2. Ensure that the micro insurance product is relevant. Context is important. What may be relevant in Uttarakhand, may not be relevant in Kerala. And what may be relevant in Kedarnath, may not be relevant in Badrinath. So a benefit package must be created to meet the particular needs of the target population. This requires upfront work of data collection about local risks, local incidents, and local costs. Only then can relevant microinsurance product be designed and sold.
3. Ensure that the microinsurance product is affordable. Affordability is relative not absolute, and has to do with the local context. The population must decide, and give its consent to, what it thinks is “affordable”. And insurers must create benefit packages that fit this particular price point. Else, nobody will buy.

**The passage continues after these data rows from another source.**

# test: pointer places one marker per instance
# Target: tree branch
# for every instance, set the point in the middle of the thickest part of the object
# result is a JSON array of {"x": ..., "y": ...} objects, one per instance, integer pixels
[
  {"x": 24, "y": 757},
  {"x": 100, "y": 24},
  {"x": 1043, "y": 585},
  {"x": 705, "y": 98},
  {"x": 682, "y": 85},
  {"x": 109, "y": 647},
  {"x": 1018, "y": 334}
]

4. Build trust. When we travel to a foreign country or a new location, we seek out people from our country, our city, our village, or our church. We tend to trust them more than “outsiders”. Similarly, villagers tend to trust their own community more than they do “outsiders”, including private insurers, who they perceive as simply being motivated to profit from their hardships. In the experience of MIA, mentioned above, one of the best ways to build trust is to have the target population operate the microinsurance scheme. This means elected community members will do the enrollment, claims to process, even awareness building. Community owned and operated schemes have high affiliation rates and even higher renewal rates. They also have less fraud, as one is more likely to cheat an “outsider” than “one of us”. Local governance also makes it easier to detect and reduce fraud.
5. Give choices. One size does not fit all, and insurers run the risk of alienating large subsets of the targeted population if they do not provide packages with choices. Of course, some level of standardization is required to achieve scale, but packages must be tailored to create a better fit.
6. Let the beneficiaries decide. Don’t impose choices on the target population. They are well able to decide which products they want to purchase and at what cost. Giving them a role in the benefit-package design will enable increased affiliation and renewal. It will also increase transparency and an understanding of costs, which will increase the willingness to pay and purchase insurance.
7. Build capacity. By empowering communities in villages to manage and run their own insurance schemes, you will be building the understanding of insurance business. This will create demand, and increase affiliation.
As we re-build in Uttarakhand, let us secure the health, the lives, the crop, the livestock and the livelihood of the people of Uttarakhand. Let us make them more resilient to the risks that they face by giving them the mechanism to manage those risks, Microinsurance.